Use arrays of indices to access multiple elements simultaneously:

In [None]:
# 1D fancy indexing
arr = np.array([10, 20, 30, 40, 50, 60, 70, 80, 90])
indices = [0, 2, 5, 8]

print(f"Original array: {arr}")
print(f"Indices to select: {indices}")
print(f"Selected elements: {arr[indices]}")

# Reorder elements
reorder = [8, 0, 4, 2, 6, 1, 7, 3, 5]
print(f"\nReordered array: {arr[reorder]}")

# 2D fancy indexing
matrix = np.arange(1, 17).reshape(4, 4)
print("\nOriginal matrix:")
print(matrix)

# Select specific elements
rows = [0, 1, 2, 3]
cols = [0, 1, 2, 3]
diagonal = matrix[rows, cols]
print(f"\nDiagonal elements: {diagonal}")

# Select multiple specific elements
rows = [0, 1, 3]
cols = [1, 2, 0]
specific = matrix[rows, cols]
print(f"Elements at (0,1), (1,2), (3,0): {specific}")

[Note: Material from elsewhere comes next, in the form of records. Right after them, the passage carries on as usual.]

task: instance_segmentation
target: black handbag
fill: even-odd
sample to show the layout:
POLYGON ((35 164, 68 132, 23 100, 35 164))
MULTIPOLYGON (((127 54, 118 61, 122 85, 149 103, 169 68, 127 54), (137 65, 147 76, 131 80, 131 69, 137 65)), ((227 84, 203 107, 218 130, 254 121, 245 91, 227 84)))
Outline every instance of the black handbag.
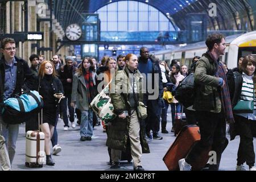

### ðŸŽ¯ Practice Exercise 2: Indexing and Slicing

Practice array manipulation using various indexing techniques:

In [None]:
# Exercise: Array Manipulation
# Given a 6x6 matrix of random integers (0-100):
# 1. Extract the 3x3 center submatrix
# 2. Get all elements on the main diagonal
# 3. Find all elements greater than 75
# 4. Set all elements in the corners to -1

# Create the matrix
np.random.seed(10)
matrix = np.random.randint(0, 100, size=(6, 6))
print("Original matrix:")
print(matrix)

# Your code here:
# TODO: Extract center 3x3
# TODO: Get diagonal elements
# TODO: Find elements > 75
# TODO: Set corners to -1


# Test your solution (uncomment when ready):
# print("\nCenter 3x3:")
# print(center)
# print("\nDiagonal:", diagonal)
# print("\nElements > 75:", large_elements)
# print("\nMatrix with -1 corners:")
# print(matrix)

## Part 3: Array Operations and Broadcasting

### Vectorized Operations

NumPy's true power comes from vectorization - performing operations on entire arrays without writing explicit loops:

In [None]:
# Element-wise operations
a = np.array([1, 2, 3, 4, 5])
b = np.array([10, 20, 30, 40, 50])

print(f"Array a: {a}")
print(f"Array b: {b}")
print(f"\nAddition (a + b): {a + b}")
print(f"Subtraction (b - a): {b - a}")
print(f"Multiplication (a * b): {a * b}")
print(f"Division (b / a): {b / a}")
print(f"Power (a ** 2): {a ** 2}")
print(f"Modulo (b % a): {b % a}")

In [None]:
# Operations with scalars
arr = np.array([1, 2, 3, 4, 5])

print(f"Original array: {arr}")
print(f"\nAdd 10: {arr + 10}")
print(f"Multiply by 2: {arr * 2}")
print(f"Divide by 2: {arr / 2}")
print(f"Square root: {np.sqrt(arr)}")
print(f"Exponential: {np.exp(arr)}")
print(f"Natural log: {np.log(arr)}")

### Understanding Broadcasting

Broadcasting is NumPy's powerful mechanism for performing operations on arrays of different shapes. It follows specific rules to "broadcast" smaller arrays across larger ones.

In [None]:
# Broadcasting scalar to array
arr = np.array([[1, 2, 3],
                [4, 5, 6],
                [7, 8, 9]])

print("Original array:")
print(arr)
print("\nAdd 10 (scalar broadcasts to all elements):")
print(arr + 10)

In [None]:
# Broadcasting 1D array to 2D array
matrix = np.array([[1, 2, 3],
                   [4, 5, 6],
                   [7, 8, 9]])

row_vector = np.array([10, 20, 30])
col_vector = np.array([[100], [200], [300]])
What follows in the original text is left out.